Bien sûr les loups, pensa Aéyédine, le Maître de l'Ombre se servait des loups, il les avait lancés à leur poursuite. Luciléa savait ce que cela voulait dire, le danger se rapprocherait un peu plus chaque jour, la traque pouvait durer des jours et les loups ne lâcheraient pas prise.
Aéyédine commençait à se calmer.
- Nous avons un problème de taille. En reprenant ma forme de magicienne, le Maître de l'Ombre m'a sûrement localisée. Il vaut mieux organiser notre départ. Nous devons nous occuper de Serinoë qui nous sera de toute façon très utile. Depuis combien de temps est-elle dans cet état ?
- Depuis deux jours, nous avons été poursuivies par des oiseaux de l'Ombre. C'est Luciléa qui nous a sauvées. Sérinoë a tenter de nous protéger avec une cape de brouillard mais elle ne le maitrise pas encore, puis elle a lancé un charme sur la forêt, les arbres lui ont obéi. Elle s'est hélas écroulée dès notre arrivée à l'abri. Le charme prenant fin, Luciléa nous a parlé de la cabane d'Och et nous sommes venues vers toi, expliqua la licorne avec révérence.
- Hum ! Allons-y, approche licorne, tu ne sentiras rien et elle va repousser ta fichue corne.

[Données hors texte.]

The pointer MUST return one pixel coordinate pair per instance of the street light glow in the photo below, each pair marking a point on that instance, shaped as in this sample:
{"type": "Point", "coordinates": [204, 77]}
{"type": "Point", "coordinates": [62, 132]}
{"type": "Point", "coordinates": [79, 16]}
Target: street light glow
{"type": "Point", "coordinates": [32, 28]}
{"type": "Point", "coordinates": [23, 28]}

Aéyédine lima la corne de licorne. Elle ajouta une potion à la poudre recueillie, qu'elle donna à Serinoë. Quelques minutes plus tard, la jeune fille se réveilla.
- Où suis-je ?
- Chez une amie, la rassura Luciléa, mais nous allons devoir partir bientôt. Dors encore un peu.
La jeune fille sombra de nouveau dans le sommeil.
À l'aube, la troupe se remit en route, mais avec une invitée de taille : Aéyédine avait décidé de les accompagner jusqu'au point de rassemblement. Elle avait en chemin des choses à apprendre concernant les pouvoirs de la jeune Serinoë et surtout elle avait hâte d'avoir une petite conversation avec Kentnys qui avait pris des libertés à la limite de ses droits et devoirs de sorcier. Elle était la seule Gardienne du troupeau. Puis il y avait les loups, Aéyédine pourrait les tenir à distance pendant un moment, si elles voulaient toutes avoir une chance de survivre à ces monstres immondes.
Elle était très en colère d'avoir perdu sa couverture d'Aoulguie, elle avait quitté le monde de la magie lasse et déçue et elle ne se doutait pas qu'elle allait devoir le retrouver aussi tôt. La petite colonne avançait en silence lorsqu'elles entendirent une explosion et en se retournant aperçurent de la fumée à l'emplacement de la cabane d'Och.
Un avertissement du Maître de l'Ombre.